While self-regulatory standards only require companies to stop serving targeted ads to people who opt out, some of the ad networks named by Mayer had promised to go farther and stop tracking users who opted out. After his research came out, several of those companies changed their privacy policies to reflect that they continue to collect some data about people even after they opt out.
Last week, Mayer again caused a stir by reporting that one member of the Network Advertising Initiative, Epic Media Group, is using controversial "history-sniffing" techniques to see where Web users previously visited.
Today, Stanford post-doctoral fellow Arvind Narayanan posted an item that's likely to also spark debate in the online ad world. In the piece "There is no such thing as anonymous online tracking," Narayanan argues that information about people's Web activity can frequently be tied to their names.
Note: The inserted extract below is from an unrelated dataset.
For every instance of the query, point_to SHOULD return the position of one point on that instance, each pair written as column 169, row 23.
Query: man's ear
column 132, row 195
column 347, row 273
"In the language of computer science, clickstreams -- browsing histories that companies collect -- are not anonymous at all; rather, they are pseudonymous," Narayanan writes.
Narayanan -- who previously published research showing that some Netflix users who posted reviews could be identified -- presents several scenarios showing how marketers and others can associate people's browsing behavior with their names. For instance, publishers can leak users' names via referrer headers; Facebook can track people's browsing activity when they visit sites with a "like" button.
Online marketers frequently say they have no interest in de-anonymizing clickstream data because advertisers generally don't want to market to just one specific person but rather to a particular segment of the population. But Narayanan raises the possibility that some companies deliberately convince people to reveal their identities in order to combine that information with clickstream data about their browsing behavior.
"Ever seen one of those 'Win a free iPod!' surveys?" he asks. "The business model for many of these outfits, going by the euphemism 'lead-generation sites,' is to collect and sell your personal information."
He asserts that these companies are increasingly tying people's personal information with their browsing history. One way this can happen is if the survey site already has third-party cookies on other sites, and therefore can tie information given by users with clickstream data that's already been compiled.
He's not overtly calling for an end to online behavioral targeting, but says that companies should acknowledge that tracking isn't necessarily anonymous. "As a computer scientist, I find it unfortunate that the misconception is being peddled around in policy circles that non-collection of 'PII' [personally identifiable information] renders clickstreams safe to collect and store," he writes. "It's time we stopped accepting this excuse and started a more honest discussion of the privacy implications of online tracking."